Monday, March 11, 2019

Are there bodies of climbing boys in the chimneys of Westminster?

Embed from Getty Images

There was an extraordinary exchange on Westminster Hour when Meg Hillier was interviewed about the plans for a major renovation of the Palace of Westminster. (The item starts at the 50-minute mark.)

Hillier reminded us that the old pile was built in the days when chimneys were swept by sending small boys up them.

She then reported that she had heard rumours that the bodies of climbing boys may be found in the building when the work takes place.

I am not so sure.

Climbing boys certainly did die in their work - roasted alive or, more commonly, suffocated by soot. But I doubt that their bodies were left in the chimneys.

It would be impossible to use the fireplace below and then there is a more unpleasant reason...

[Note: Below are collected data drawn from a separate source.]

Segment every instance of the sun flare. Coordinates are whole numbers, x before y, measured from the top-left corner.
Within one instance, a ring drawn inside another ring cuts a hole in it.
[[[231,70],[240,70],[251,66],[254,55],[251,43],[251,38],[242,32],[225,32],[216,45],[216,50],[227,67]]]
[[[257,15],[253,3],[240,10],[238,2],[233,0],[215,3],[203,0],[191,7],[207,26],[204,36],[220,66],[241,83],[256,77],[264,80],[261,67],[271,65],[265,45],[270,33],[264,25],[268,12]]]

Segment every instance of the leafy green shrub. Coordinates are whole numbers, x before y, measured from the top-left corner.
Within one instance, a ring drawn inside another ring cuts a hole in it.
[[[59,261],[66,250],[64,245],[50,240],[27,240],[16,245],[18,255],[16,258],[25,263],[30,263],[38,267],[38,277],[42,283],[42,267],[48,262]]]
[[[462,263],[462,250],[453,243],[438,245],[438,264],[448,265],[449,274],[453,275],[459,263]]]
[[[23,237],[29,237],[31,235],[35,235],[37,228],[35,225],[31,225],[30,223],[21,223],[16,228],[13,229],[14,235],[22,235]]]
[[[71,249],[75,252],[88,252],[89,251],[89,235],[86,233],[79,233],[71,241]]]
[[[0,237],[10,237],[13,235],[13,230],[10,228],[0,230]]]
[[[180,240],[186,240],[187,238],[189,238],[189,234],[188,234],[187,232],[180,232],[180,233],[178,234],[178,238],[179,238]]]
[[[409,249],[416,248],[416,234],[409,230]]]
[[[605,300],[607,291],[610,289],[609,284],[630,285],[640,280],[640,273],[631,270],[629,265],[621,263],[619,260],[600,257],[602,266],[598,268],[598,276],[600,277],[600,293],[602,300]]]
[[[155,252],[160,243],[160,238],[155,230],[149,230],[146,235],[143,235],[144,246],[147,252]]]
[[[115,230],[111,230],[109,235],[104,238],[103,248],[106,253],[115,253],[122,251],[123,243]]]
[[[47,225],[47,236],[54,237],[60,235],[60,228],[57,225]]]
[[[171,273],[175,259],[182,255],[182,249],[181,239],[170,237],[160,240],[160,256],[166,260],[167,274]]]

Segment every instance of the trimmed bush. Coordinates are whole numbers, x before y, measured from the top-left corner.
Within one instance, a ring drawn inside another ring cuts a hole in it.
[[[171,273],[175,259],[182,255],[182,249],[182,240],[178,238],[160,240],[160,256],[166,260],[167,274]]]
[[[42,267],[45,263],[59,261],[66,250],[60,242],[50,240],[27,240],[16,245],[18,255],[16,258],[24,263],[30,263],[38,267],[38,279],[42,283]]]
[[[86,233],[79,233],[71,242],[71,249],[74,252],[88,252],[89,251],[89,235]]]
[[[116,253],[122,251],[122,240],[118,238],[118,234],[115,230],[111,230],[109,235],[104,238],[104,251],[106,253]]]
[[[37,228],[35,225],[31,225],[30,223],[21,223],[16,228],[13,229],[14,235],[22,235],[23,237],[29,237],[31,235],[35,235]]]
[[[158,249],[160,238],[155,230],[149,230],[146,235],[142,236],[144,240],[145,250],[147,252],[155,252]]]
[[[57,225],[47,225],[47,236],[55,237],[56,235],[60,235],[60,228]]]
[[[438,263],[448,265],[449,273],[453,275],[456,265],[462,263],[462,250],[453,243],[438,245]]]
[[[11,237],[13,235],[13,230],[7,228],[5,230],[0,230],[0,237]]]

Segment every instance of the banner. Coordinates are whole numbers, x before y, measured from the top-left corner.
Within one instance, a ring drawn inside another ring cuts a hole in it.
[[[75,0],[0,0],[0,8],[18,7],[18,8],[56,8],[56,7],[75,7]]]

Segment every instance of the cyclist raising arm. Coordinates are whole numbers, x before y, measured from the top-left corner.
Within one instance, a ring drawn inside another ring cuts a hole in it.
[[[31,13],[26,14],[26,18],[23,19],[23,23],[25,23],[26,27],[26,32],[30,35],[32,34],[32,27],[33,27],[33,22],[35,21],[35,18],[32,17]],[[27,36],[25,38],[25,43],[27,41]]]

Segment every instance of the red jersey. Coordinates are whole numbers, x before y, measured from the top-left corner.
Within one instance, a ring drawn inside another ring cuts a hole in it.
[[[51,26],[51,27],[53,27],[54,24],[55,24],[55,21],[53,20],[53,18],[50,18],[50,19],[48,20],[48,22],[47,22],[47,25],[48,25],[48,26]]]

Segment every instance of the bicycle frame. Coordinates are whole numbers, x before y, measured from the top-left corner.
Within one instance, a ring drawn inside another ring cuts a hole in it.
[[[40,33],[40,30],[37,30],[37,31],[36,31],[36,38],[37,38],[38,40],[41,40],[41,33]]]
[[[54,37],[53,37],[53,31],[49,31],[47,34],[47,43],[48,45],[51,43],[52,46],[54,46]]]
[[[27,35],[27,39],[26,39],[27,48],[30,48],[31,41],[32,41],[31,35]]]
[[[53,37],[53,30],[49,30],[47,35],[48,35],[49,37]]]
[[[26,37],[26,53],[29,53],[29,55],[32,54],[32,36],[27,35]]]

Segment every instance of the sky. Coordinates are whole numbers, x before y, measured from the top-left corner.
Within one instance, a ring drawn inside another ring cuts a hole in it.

Sweepy Stories tells us what happened in such circumstances:
Efforts were made through the years to put an end to the cruel practice of using child chimney sweeps, but they failed until 1875. The death of 12-year-old chimney sweep George Brewster became the catalyst which finally pushed through legislation that outlawed the cruel practice. 
George Brewster became stuck in one of the chimneys in Fulbourn Hospital. His master, William Wyer, had sent George into that situation. A wall had to be torn down to free George from his narrow prison.  He died a short time later. 
Wyer was charged and found guilty of manslaughter.  George Brewster was the last child chimney sweep in England to die in a chimney.
They will find all sorts of things when work begins at Westminster, but the bodies of climbing boys are unlikely be among them.